Regardless of measure, the straits for the S&P 500 as a single Index remain extremely treacherous:  but until the FinMedia and bullish-beyond-belief analysts own up to the overvaluation, it can remain “Game On!” for the stock market.  For in today’s equities environment, earnings mean nothing … until they again do; (ref:  DotComBomb 2000-2002:  “We don’t need no stinkin’ earnings!”  Oh really?).
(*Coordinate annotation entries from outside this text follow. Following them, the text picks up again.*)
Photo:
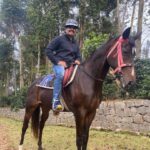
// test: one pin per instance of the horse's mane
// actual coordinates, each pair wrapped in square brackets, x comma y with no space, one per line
[104,47]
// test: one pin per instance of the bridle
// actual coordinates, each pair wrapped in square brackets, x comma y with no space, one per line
[120,62]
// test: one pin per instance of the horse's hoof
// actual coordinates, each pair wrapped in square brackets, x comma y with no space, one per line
[40,148]
[20,147]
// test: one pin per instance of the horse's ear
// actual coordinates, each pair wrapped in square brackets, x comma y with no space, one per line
[126,33]
[137,36]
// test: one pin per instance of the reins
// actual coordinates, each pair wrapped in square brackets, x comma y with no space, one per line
[97,79]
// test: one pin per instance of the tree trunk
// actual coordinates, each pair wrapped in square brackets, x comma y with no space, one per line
[20,61]
[139,28]
[38,63]
[133,13]
[118,17]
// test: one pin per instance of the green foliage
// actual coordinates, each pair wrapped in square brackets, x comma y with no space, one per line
[142,88]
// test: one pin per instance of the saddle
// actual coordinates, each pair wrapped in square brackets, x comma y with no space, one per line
[47,80]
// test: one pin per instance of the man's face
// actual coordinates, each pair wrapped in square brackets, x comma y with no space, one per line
[71,30]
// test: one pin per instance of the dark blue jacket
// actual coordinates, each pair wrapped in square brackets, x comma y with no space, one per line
[63,48]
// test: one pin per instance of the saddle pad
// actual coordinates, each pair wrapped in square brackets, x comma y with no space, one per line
[45,83]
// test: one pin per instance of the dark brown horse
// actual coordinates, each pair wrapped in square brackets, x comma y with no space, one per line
[83,96]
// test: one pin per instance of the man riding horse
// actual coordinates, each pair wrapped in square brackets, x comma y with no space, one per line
[62,52]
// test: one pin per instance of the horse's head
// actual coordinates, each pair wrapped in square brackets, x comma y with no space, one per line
[121,58]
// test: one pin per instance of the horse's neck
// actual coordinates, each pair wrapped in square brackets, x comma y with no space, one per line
[97,65]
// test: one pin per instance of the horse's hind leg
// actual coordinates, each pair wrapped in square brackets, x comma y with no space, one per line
[28,114]
[45,114]
[88,120]
[24,128]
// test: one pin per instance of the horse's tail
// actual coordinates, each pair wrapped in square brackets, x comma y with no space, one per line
[35,122]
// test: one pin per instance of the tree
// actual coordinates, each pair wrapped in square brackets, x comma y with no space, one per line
[139,27]
[6,65]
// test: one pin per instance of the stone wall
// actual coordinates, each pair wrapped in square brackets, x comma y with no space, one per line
[128,115]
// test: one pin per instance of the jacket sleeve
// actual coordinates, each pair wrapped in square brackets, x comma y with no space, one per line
[51,50]
[78,55]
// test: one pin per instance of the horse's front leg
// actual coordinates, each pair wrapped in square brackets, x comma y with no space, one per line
[88,120]
[79,119]
[44,117]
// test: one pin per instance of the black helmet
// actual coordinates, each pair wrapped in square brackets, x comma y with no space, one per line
[72,22]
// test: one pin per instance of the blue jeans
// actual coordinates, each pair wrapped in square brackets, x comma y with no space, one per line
[59,72]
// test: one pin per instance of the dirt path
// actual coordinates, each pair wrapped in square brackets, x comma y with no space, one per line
[4,144]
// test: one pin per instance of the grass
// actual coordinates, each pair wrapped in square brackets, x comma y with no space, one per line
[63,138]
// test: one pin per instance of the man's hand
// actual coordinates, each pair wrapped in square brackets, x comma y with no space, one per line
[62,63]
[77,62]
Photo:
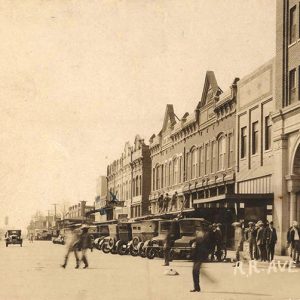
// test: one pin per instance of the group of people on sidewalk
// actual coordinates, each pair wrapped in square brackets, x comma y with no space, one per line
[262,238]
[293,241]
[167,203]
[79,240]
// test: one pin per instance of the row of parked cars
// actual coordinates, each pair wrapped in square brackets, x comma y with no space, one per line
[146,238]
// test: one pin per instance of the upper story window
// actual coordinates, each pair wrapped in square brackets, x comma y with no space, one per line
[222,151]
[268,132]
[254,137]
[243,142]
[292,25]
[292,86]
[194,163]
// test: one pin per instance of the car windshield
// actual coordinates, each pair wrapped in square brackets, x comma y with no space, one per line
[104,229]
[188,227]
[164,226]
[16,232]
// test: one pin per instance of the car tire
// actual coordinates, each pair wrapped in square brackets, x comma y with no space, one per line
[105,248]
[151,253]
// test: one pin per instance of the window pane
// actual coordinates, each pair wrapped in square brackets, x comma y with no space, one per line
[243,142]
[254,137]
[292,23]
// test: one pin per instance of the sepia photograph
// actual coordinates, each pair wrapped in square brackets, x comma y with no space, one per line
[150,149]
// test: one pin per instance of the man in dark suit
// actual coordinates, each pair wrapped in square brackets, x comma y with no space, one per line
[261,241]
[271,240]
[199,254]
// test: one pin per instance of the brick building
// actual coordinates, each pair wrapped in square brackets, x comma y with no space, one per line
[286,119]
[195,156]
[129,179]
[101,201]
[254,152]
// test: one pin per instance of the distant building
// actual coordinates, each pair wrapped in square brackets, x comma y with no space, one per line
[102,214]
[79,212]
[254,152]
[129,179]
[195,157]
[286,121]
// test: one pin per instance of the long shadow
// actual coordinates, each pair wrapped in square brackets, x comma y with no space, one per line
[239,293]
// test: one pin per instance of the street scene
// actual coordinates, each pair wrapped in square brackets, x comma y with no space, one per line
[150,149]
[33,272]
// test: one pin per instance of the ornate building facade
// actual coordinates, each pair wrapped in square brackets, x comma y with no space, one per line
[129,177]
[286,121]
[195,156]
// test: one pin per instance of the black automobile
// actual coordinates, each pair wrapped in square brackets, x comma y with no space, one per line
[13,237]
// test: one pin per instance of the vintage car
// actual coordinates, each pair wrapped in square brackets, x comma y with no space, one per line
[182,247]
[119,236]
[155,247]
[59,240]
[103,232]
[13,237]
[142,232]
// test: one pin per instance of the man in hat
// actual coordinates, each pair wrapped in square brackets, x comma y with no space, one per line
[261,241]
[71,246]
[239,241]
[295,241]
[160,201]
[251,236]
[174,201]
[199,254]
[83,244]
[166,202]
[271,240]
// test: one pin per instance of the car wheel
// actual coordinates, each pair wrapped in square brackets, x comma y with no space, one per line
[133,251]
[105,248]
[151,253]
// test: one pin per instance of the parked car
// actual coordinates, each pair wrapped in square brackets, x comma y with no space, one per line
[109,242]
[142,232]
[119,236]
[155,247]
[13,237]
[182,247]
[59,240]
[103,232]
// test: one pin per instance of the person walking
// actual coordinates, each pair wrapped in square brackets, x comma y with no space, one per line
[271,240]
[295,241]
[160,201]
[199,254]
[239,241]
[167,247]
[83,245]
[166,202]
[72,241]
[251,237]
[174,201]
[261,241]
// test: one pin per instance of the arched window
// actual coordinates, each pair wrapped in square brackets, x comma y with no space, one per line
[169,173]
[140,180]
[133,187]
[137,184]
[157,177]
[222,152]
[188,166]
[194,163]
[175,171]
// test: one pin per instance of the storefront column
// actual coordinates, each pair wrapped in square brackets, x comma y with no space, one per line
[293,207]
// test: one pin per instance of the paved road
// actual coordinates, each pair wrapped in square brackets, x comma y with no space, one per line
[33,273]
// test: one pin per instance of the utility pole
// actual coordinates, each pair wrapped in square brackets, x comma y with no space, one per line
[54,213]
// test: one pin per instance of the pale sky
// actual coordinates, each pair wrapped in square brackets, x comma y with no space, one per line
[80,78]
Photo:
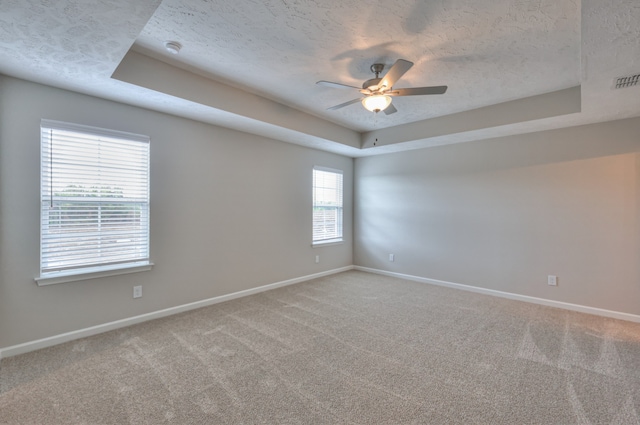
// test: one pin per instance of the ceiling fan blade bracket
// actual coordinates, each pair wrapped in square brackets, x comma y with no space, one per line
[395,72]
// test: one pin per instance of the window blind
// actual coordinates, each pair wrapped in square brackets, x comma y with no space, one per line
[327,205]
[94,198]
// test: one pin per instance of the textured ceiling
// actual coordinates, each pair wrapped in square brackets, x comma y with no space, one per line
[487,52]
[252,65]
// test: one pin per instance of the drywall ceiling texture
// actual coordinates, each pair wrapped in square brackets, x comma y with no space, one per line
[486,52]
[73,43]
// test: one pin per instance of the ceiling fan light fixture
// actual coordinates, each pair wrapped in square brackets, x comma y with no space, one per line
[376,102]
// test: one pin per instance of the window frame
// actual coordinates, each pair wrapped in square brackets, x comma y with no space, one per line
[339,237]
[139,252]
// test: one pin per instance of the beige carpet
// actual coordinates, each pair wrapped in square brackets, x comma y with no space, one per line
[352,348]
Fortunately Gold, given ’tis money, does have meaning as we next turn to the two-panel graphic of the yellow metal’s daily bars from three months ago-to-date at left and 10-day Market Profile at right.  Gold’s “Baby Blues” of trend consistency have of a sudden stalled, suggesting near-term lack of puff for further price rise.  And by the Profile’s labels, this 2051-2074 zone at present determines whether price can instead break higher, else first succumb to a retest of the lower 2000s:

The near-term playbook looks much the same for Silver.  Presently 23.39, were the white metal to slip some more, the broader 23.88 to 21.93 price structure spanning from late October into mid-November appears supportive (below left); more immediately per the Profile (below right), 23.20 appears key to hold:

We opened in musing on inflation:  reporting thereto ranks significant in the first full trading week of 2024 with December’s CPI due Thursday (11 January) followed by the PPI on Friday (12 January).  Shall such metrics renew the inflation scare?  Or instead remain benign over which we’ve nothing to care?  As a great friend and financial colleague remarked over this morning’s inflated coffee:  “This is not going to be an easy year.”  Indeed with valuations so out of whack, it may not be an easy several years.  “Well, ya gotta buy the dip”, they say.  Ok, you go first, Conway.  We’ll hedge with Gold for the Long way!